Cinco mil personas, de las cuales al menos dos mil ingresan a interior mina, tienen bajo sus espaldas, bajo sus pulmones, la responsabilidad de extraer la riqueza de Posokoni.
En una empresa establecida, como Huanuni, las condiciones son cien veces mejores que en las cooperativas, pero aún así la lucha diaria es atrozmente dura. Taladros, perforadoras y explosivos, eso es todo. Toneladas y toneladas de piedra salen de la mina en unos pequeños carritos que circulan en andenes. El mineral se separa luego con agua, un agua que es escasa en Huanuni.
Es un trayecto como de diez pisos en un edificio, cada piso con un procesamiento diferente del mineral. Molinos enormes, como puentes, se imponen entre uno y otro piso del ingenio. Cernidoras monumentales, operadas por gran cantidad de electricidad, separan la tierra del estaño. Después, un hilito plomizo, delgado, apenas perceptible entre el agua se constituye en todo el fruto del esfuerzo.

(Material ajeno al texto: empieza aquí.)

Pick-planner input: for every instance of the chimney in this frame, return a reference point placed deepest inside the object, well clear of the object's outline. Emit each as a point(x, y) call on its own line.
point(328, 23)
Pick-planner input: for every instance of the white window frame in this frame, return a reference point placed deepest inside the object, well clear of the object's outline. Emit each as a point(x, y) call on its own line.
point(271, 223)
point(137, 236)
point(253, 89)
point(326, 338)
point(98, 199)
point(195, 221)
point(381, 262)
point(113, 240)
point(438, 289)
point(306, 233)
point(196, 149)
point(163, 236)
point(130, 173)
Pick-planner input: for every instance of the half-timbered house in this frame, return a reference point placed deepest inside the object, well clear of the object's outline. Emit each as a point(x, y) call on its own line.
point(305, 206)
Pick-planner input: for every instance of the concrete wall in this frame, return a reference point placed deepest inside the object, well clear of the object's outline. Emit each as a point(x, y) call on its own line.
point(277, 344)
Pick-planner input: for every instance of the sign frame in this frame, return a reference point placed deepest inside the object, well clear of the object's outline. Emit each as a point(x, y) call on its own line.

Ahí está. Lo miran los mineros, orgullosos de su obra. Lo mira el país, sorprendido por lo que todavía puede hacerse en Huanuni.
Setecientas toneladas de mineral salen de allí. Setecientas toneladas que ahora son nuestras y que benefician no sólo a los trabajadores, sino sobre todo al Estado boliviano, ese mismo Estado que, el año 2000 entregó, bajo la tutela de Gonzalo Sánchez de Lozada, nuestra mina a la transnacional Allied Deals, que poco después fue cerrada por quiebra fraudulenta. Ese mismo Estado que, en octubre de 2006, miró de la palestra cómo se enfrentaron cooperativistas y mineros asalariados. Ese mismo Estado que, aún hoy, se encuentra ausente en Huanuni.